E-book piracy

Not quite as simple as that since most of the pirated ebooks out there are not actually pirated from ebooks. They are mostly printed books that have been scanned through OCR software. This is essentially the same way that many older books have been released as ebooks and in both cases the quality of the scanning and OCR can leave a lot to be desired.

I'm sure that as time goes on most of the those scanned books will be replaced by pirated copies of the legitimate ebooks but at present I believe most are still scans of the original printed books.
 
Not quite as simple as that since most of the pirated ebooks out there are not actually pirated from ebooks. They are mostly printed books that have been scanned through OCR software. This is essentially the same way that many older books have been released as ebooks and in both cases the quality of the scanning and OCR can leave a lot to be desired.

I'm sure that as time goes on most of the those scanned books will be replaced by pirated copies of the legitimate ebooks but at present I believe most are still scans of the original printed books.

OTOH, as has been said earlier, people often go for scanned-and-pirated ebooks because there is no legal ebook edition. Not that that's any excuse, but it's a way in which not publishing in ebook form can actually encourage piracy - and bad-quality pirated copies at that!
 
Good point Anne and very true I suspect.

And Boneman I like your idea :D except that it would hit normal legitimate ebook buyers as well!
 
Maybe have some incredible illustrations every chapter that are so complex, the downloading takes way too long and the pirates lose interest...:)

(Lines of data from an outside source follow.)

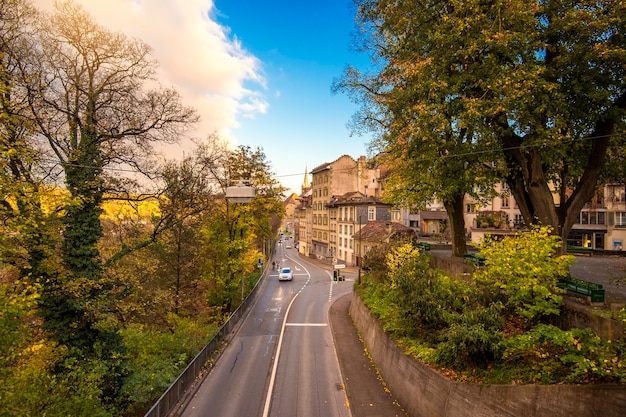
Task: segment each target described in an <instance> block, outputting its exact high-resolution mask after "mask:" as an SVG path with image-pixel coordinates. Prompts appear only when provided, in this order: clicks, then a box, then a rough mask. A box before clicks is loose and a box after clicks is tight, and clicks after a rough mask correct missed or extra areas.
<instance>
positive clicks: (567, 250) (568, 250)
mask: <svg viewBox="0 0 626 417" xmlns="http://www.w3.org/2000/svg"><path fill="white" fill-rule="evenodd" d="M567 251H568V252H570V253H580V254H584V255H591V254H592V253H593V248H587V247H584V246H568V247H567Z"/></svg>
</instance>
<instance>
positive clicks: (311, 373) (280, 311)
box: [179, 247, 353, 417]
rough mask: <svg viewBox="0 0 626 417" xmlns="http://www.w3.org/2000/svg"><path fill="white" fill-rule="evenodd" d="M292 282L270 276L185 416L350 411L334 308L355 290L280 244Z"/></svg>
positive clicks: (332, 413) (189, 405)
mask: <svg viewBox="0 0 626 417" xmlns="http://www.w3.org/2000/svg"><path fill="white" fill-rule="evenodd" d="M272 261H277V262H279V263H280V265H281V266H290V267H291V268H292V269H293V271H294V279H293V281H283V282H279V281H278V279H277V272H275V271H274V272H272V274H271V275H270V276H268V277H266V279H265V282H264V283H263V287H262V288H260V289H259V290H261V292H260V294H259V297H258V299H257V301H256V303H255V305H254V306H253V307H252V308H251V311H250V313H249V314H248V316H247V317H246V319H245V320H244V321H243V322H242V324H241V326H240V328H239V330H238V331H237V332H236V334H234V335H232V336H231V338H230V342H229V344H228V346H227V347H226V348H225V349H224V351H223V352H222V354H221V355H220V357H219V360H218V361H217V362H216V365H215V366H214V367H213V369H212V370H211V372H210V373H209V374H208V375H207V376H206V377H205V378H204V380H203V381H202V383H201V385H200V386H199V387H198V389H197V390H196V392H195V394H194V395H193V397H192V398H191V399H190V401H189V402H188V403H187V404H186V405H185V407H184V410H183V411H182V412H181V413H180V414H179V415H180V416H183V417H200V416H202V417H206V416H219V417H256V416H259V417H261V416H262V417H269V416H272V417H276V416H290V417H291V416H302V417H308V416H319V417H322V416H323V417H350V416H351V412H350V408H349V405H348V401H347V398H346V393H345V390H344V387H343V383H342V376H341V372H340V368H339V363H338V359H337V355H336V349H335V346H334V342H333V337H332V333H331V330H330V328H329V325H328V324H329V323H328V311H329V307H330V305H331V304H332V302H334V301H335V300H336V299H337V298H339V297H340V296H342V295H345V294H347V293H349V292H350V291H351V290H352V284H353V282H350V281H343V282H335V281H333V280H332V277H331V275H330V273H329V272H328V271H327V270H324V269H322V268H320V267H318V266H316V265H315V264H313V263H309V262H307V261H306V260H304V259H302V258H300V257H299V256H298V254H297V252H295V250H294V249H284V248H283V247H279V248H278V251H277V253H276V256H275V258H274V259H271V260H270V263H271V262H272Z"/></svg>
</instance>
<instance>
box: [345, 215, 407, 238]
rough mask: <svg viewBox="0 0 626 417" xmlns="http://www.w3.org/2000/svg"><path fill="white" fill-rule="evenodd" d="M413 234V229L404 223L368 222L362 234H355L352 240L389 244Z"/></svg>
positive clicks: (392, 222) (396, 222)
mask: <svg viewBox="0 0 626 417" xmlns="http://www.w3.org/2000/svg"><path fill="white" fill-rule="evenodd" d="M413 233H414V232H413V229H411V228H410V227H406V226H405V225H403V224H402V223H398V222H392V221H389V220H374V221H370V222H368V223H367V224H366V225H365V226H364V227H363V228H362V229H361V231H360V232H356V233H355V234H353V235H352V238H353V239H363V240H369V241H378V242H388V241H389V240H392V239H394V238H397V237H405V236H410V235H412V234H413Z"/></svg>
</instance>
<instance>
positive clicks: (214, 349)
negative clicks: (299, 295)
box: [144, 265, 267, 417]
mask: <svg viewBox="0 0 626 417" xmlns="http://www.w3.org/2000/svg"><path fill="white" fill-rule="evenodd" d="M266 272H267V265H266V266H265V270H264V271H263V273H262V274H261V277H260V278H259V280H258V281H257V283H256V285H255V286H254V288H253V289H252V291H250V294H248V296H247V297H246V299H245V300H244V301H243V302H242V303H241V305H240V306H239V307H238V308H237V309H236V310H235V311H234V312H233V313H232V314H231V315H230V317H229V318H228V320H226V323H224V325H223V326H222V327H220V329H219V330H218V331H217V333H215V335H214V336H213V337H212V338H211V340H209V342H208V343H207V344H206V345H205V346H204V347H203V348H202V350H201V351H200V352H199V353H198V354H197V355H196V356H195V358H193V360H192V361H191V362H190V363H189V364H188V365H187V367H186V368H185V370H184V371H183V372H182V373H181V374H180V375H179V376H178V378H176V380H175V381H174V382H173V383H172V385H170V386H169V388H168V389H167V390H166V391H165V392H164V393H163V395H161V397H160V398H159V399H158V400H157V402H156V403H154V405H153V406H152V407H151V408H150V410H148V412H147V413H146V414H145V415H144V417H166V416H168V415H169V414H170V412H171V411H172V410H173V409H174V407H175V406H176V404H178V402H179V401H180V399H181V398H182V397H183V396H184V395H185V393H186V392H187V390H188V389H189V388H190V387H191V386H192V385H193V383H194V382H195V381H196V378H197V377H198V375H200V373H201V372H202V371H203V370H204V369H206V363H207V361H208V360H209V359H210V358H211V355H212V354H213V352H215V351H216V350H217V349H218V348H219V345H220V344H221V343H222V341H223V340H224V338H225V337H226V336H227V335H228V334H229V333H230V332H231V331H232V330H233V329H234V328H235V327H236V326H237V325H238V324H239V321H240V320H241V319H242V318H243V317H245V315H246V314H247V313H248V311H249V310H250V307H251V306H252V304H253V303H254V301H255V299H256V297H257V295H258V292H259V290H258V289H259V288H260V287H261V285H262V282H263V281H265V277H266V275H267V274H266Z"/></svg>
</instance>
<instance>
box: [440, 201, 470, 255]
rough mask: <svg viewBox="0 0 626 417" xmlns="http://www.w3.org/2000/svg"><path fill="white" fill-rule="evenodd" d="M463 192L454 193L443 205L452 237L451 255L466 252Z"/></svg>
mask: <svg viewBox="0 0 626 417" xmlns="http://www.w3.org/2000/svg"><path fill="white" fill-rule="evenodd" d="M464 196H465V193H463V192H458V193H455V194H454V195H453V196H452V197H451V198H450V199H447V200H446V201H444V203H443V205H444V207H445V208H446V211H447V212H448V219H449V221H450V234H451V237H452V256H457V257H462V256H463V255H465V254H466V253H467V242H466V241H465V217H464V216H463V197H464Z"/></svg>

this imo is a better idea than it seems at first, the same concept works in music; if you give the buyer something that can't be pirated, it's win-win. At the moment I'm really liking the idea of selling CDs that are in hand-made card cases, hand-inked too. Less plastic, also...
 
The equivalent might be hand-written books, each one unique and employing thousands of people to produce, which would benefit the economy, I suspect, in some way.